E naturalmente la miglior difesa contro una recensione negativa resta un flusso costante di recensioni positive fresche, chieste ai clienti soddisfatti al momento giusto, come spieghiamo nella guida per ottenere più recensioni Google per il tuo ristorante: una stella singola pesa molto meno se annega tra quaranta recensioni recenti a cinque stelle.
Con la versione gratuita di ViteUneTable ogni prenotazione online registra chi è venuto, quando e a quale tavolo, con 0 % di commissioni e senza vincoli: la base che ti serve per rispondere con i fatti e smascherare le recensioni false in pochi secondi.
Domande frequenti
Entro quanto tempo bisogna rispondere a una recensione negativa?
Tra 24 e 48 ore.

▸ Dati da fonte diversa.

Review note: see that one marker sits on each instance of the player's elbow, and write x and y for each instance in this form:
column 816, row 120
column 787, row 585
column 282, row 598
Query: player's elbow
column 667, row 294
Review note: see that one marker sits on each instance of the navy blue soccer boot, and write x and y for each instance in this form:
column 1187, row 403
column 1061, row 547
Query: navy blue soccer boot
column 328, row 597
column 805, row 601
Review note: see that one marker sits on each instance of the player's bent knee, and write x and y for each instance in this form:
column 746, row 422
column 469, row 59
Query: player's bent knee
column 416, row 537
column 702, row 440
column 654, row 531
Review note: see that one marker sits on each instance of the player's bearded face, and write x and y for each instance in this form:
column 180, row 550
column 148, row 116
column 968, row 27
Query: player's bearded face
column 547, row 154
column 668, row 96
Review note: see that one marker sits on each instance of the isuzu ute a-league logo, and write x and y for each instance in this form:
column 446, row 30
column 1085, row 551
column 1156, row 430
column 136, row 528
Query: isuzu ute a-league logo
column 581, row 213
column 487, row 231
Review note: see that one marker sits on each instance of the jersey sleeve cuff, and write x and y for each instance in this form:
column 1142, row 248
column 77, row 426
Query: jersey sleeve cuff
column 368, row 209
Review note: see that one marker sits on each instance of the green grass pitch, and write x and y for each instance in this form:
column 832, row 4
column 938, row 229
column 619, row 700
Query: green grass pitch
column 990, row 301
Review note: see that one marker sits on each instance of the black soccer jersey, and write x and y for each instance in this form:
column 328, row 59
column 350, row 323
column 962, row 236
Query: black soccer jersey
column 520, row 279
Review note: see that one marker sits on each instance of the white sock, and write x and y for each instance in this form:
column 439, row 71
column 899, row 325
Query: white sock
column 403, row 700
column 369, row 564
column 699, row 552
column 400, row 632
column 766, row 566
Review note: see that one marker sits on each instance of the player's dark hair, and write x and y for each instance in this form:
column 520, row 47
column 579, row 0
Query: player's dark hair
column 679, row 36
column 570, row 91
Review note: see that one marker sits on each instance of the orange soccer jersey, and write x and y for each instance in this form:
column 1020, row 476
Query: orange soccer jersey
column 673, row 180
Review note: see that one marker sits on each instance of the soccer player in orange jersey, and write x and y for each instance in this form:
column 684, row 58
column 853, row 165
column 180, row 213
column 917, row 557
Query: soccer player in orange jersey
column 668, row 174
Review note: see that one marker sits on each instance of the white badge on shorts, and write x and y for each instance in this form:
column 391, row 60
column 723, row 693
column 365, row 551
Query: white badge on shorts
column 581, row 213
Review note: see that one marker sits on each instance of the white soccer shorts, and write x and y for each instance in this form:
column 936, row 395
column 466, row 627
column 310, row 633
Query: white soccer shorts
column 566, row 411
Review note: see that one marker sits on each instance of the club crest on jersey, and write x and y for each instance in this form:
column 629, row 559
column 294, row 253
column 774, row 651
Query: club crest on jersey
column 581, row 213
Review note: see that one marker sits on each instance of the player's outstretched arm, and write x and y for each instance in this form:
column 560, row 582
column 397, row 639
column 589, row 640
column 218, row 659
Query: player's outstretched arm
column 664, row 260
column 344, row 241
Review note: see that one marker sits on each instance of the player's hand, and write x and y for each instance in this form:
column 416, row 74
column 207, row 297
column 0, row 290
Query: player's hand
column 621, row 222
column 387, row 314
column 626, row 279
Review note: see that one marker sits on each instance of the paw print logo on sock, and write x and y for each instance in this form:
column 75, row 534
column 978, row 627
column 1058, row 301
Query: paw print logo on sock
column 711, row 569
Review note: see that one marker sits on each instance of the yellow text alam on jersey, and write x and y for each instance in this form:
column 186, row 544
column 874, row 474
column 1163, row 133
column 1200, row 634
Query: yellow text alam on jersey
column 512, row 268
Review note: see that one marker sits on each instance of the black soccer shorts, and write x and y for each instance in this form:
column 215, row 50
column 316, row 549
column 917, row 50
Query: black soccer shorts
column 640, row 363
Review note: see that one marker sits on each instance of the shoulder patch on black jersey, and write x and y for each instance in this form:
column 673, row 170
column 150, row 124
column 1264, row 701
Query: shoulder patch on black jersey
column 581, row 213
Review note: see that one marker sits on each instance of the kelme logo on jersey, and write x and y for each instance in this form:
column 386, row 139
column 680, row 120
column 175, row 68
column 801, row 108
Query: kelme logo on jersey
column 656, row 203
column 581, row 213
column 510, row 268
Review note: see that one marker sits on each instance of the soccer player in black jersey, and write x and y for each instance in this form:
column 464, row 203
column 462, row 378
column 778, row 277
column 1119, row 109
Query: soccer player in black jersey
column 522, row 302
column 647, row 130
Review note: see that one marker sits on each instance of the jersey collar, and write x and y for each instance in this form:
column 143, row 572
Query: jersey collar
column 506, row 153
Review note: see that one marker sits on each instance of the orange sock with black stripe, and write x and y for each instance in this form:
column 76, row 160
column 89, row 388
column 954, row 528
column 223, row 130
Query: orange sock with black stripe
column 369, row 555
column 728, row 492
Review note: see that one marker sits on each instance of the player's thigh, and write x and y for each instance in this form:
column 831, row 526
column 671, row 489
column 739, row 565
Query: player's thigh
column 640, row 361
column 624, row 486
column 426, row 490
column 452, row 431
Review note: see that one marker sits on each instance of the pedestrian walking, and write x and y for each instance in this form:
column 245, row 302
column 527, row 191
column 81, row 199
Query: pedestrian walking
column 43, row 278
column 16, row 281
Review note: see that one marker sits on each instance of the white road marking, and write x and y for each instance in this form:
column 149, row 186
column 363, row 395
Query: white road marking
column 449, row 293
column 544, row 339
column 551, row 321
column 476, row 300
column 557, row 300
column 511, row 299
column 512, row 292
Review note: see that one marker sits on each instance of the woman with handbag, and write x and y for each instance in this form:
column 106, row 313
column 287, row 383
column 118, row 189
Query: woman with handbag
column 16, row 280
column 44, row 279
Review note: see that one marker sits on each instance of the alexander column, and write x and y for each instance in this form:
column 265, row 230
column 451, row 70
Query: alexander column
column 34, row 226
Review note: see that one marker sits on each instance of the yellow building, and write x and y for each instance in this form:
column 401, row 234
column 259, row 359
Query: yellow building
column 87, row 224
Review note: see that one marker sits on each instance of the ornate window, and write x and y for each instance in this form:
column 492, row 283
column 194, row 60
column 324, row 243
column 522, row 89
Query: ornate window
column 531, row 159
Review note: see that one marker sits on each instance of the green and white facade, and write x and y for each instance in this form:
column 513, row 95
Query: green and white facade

Abbastanza in fretta perché la recensione non resti a lungo senza risposta agli occhi dei lettori, abbastanza tardi per non scrivere mai sotto l'effetto della rabbia. Se devi verificare dei fatti (prenotazione, comande), dillo in una prima risposta breve e completa in seguito.
Si può obbligare Google a cancellare una recensione negativa?
No, non se riflette un'esperienza reale: è tutelata dalla libertà di espressione. Solo le recensioni contrarie alle norme di Google (recensioni false, conflitto di interessi, insulti, contenuti fuori tema) possono essere rimosse dopo la segnalazione, e un giudice può ordinare la rimozione di un contenuto diffamatorio.
Quanto tempo c'è per querelare l'autore di una recensione diffamatoria?
La querela va presentata entro tre mesi da quando si è avuta conoscenza del fatto. Passato il termine, l'azione penale non è più possibile. Per questo conviene datare gli screenshot appena si scopre la recensione e consultare rapidamente un legale se i contenuti sono gravi.
Cosa rischia chi pubblica una recensione falsa?
Se il contenuto è diffamatorio, l'autore rischia le pene dell'articolo 595 del codice penale, con l'aggravante del mezzo di pubblicità. Inviare o commissionare recensioni false è inoltre una pratica commerciale ingannevole vietata dall'articolo 23 del Codice del consumo, sanzionabile dall'AGCM, e la recensione può essere rimossa dalla piattaforma o per ordine del giudice.
Come si dimostra che una recensione è falsa?
Incrocia la recensione con il tuo registro: nessuna prenotazione al nome indicato, nessun conto corrispondente, descrizione di elementi che nel tuo locale non esistono. Uno storico di prenotazioni online con data e ora è la prova più semplice da produrre. Aggiungi gli screenshot del profilo dell'autore (account recente, recensioni in serie) e conserva tutto.
Conviene offrire un risarcimento o un omaggio nella risposta pubblica?
No. Un rimborso offerto in pubblico crea un precedente e attira recensioni opportunistiche. Proponi un contatto in privato; se un gesto è giustificato, fallo in quella sede. La risposta pubblica serve a mostrare la tua professionalità ai futuri clienti, non a trattare.